Victoria & Albert museum
shaking up Scotland

Since it opened this September, having drawn 100,000 visitors in less than three weeks, the Victoria & Albert Museum has electrified the small coastal town of Dundee. As beautiful on the outside as it is on the inside, it has become the key attraction in a region that more than merits being explored

Victoria & Albert museum|shaking up Scotland

Since it opened this September, having drawn 100,000 visitors in less than three weeks, the Victoria & Albert Museum has electrified the small coastal town of Dundee. As beautiful on the outside as it is on the inside, it has become the key attraction in a region that more than merits being explored

 


In the 19th century, the Dundee waterfront saw many a whale: In that era, most of the city’s revenue came from cetacean fishing and burlap production. Not one of these marine behemoths, however, was as imposing as the building that has now docked here. After three and a half years of construction and a budget of one billion pounds, the V&A just opened to the public. A design museum that is an ode to creativity in structure alone.
 

 


The genius behind the aesthetics is Japanese architect Kengo Kuma, who says he was “inspired by the high cliffs of Scotland’s northeast coast” in designing his building. The museum, set on the banks of the River Tay, just a stone’s throw from the mouth of the North Sea, is at once imposingly massive and eerily ethereal. The geometrics of the long, rocky slabs enveloping the building ceaselessly evolve as you walk around the outside. Every place you stand offers a new way to see the structure. 
 

“It’s as if the earth and water had a long conversation and finally created this stunning shape” 

 


This is where the Tatha Bar and Kitchen is located. No, the name is not Tahitian – it is the Gaelic version of Tay, the river that the establishment overlooks, offering an absolutely magical view. Through immense picture windows, you can drink in the Scottish countryside, with the green hills of Dundee’s trendy suburb, Newport, on the other side. At the foot of the restaurant is where the RRS Discovery is moored, the last traditional wooden three-masted ship to be built in Britain, the vessel that took Scott and Schackelton on their expedition to Antarctica. Naturally, you can take a tour of the ship.
 

 


The V&A in Dundee will regularly host major exhibits (with an admission fee). The first of these, Speed ​​and Style, organized in collaboration with the Peabody Essex Museum in Massachusetts, is a journey through the design stories of the world’s greatest ocean liners. Be sure to see the huge panel covered in gold leaf by French lacquer artist Jean Dunand for the SS Normandie and the door fragment from the First Class Lounge on the RMS Titanic, a moving sight. Before you go, remember to stop at the souvenir shop for a jar of Dundee marmalade. Legend has it that this bitter-orange jam was first concocted in this very city in 1797.
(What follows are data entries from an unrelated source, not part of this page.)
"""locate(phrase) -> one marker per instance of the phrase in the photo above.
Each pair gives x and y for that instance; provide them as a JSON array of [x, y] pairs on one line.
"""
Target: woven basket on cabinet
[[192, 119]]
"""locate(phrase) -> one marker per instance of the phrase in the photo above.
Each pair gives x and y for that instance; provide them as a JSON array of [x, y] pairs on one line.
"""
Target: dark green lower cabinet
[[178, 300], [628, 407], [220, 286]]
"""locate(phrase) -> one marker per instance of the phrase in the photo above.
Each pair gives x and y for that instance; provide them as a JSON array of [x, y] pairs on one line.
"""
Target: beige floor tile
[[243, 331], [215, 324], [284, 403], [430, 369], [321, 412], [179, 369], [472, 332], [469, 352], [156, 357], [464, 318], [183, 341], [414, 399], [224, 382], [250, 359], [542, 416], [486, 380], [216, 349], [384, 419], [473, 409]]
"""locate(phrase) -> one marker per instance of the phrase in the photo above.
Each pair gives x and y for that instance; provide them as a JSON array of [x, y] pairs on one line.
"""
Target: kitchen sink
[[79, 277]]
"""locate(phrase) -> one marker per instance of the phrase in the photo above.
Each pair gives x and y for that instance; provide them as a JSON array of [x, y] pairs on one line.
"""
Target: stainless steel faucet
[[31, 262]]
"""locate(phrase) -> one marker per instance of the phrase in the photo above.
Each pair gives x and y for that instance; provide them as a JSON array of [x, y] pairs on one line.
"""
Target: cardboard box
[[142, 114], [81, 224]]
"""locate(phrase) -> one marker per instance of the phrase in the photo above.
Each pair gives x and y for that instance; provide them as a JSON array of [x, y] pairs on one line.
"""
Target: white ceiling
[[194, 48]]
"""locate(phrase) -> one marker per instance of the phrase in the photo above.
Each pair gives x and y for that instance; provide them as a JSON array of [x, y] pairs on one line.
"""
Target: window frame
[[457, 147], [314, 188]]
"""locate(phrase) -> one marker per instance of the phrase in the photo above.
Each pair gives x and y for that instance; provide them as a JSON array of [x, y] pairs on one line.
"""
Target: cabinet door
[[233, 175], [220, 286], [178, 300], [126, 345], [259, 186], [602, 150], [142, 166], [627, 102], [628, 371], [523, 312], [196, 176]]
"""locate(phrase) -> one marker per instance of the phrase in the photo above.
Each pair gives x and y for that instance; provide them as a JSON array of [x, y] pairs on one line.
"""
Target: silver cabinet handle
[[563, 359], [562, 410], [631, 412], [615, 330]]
Today, the museum sells it in striped packaging that is an obvious nod to the building’s exterior. Lastly, though the V&A closes early (10 a.m. - 5 p.m.), it is certainly worth coming here for an evening stroll. Creatively illuminated by spotlights, the singular architecture reveals many new facets by night.
 

 
 


For those wanting to explore the surrounding area and all its beautiful scenery, try the Kinloch House Hotel northwest of the city. This spacious country house is a 45-minute drive from Dundee. Built in 1840 and owned by the Allen family, Kinloch House has been a member of Relais & Châteaux since 2004. The hunting-lodge décor is no accident, as those who enjoy shooting pheasant and fishing for salmon often meet here. The hotel has fifteen spacious, colorful guest rooms and suites for their comfort and yours.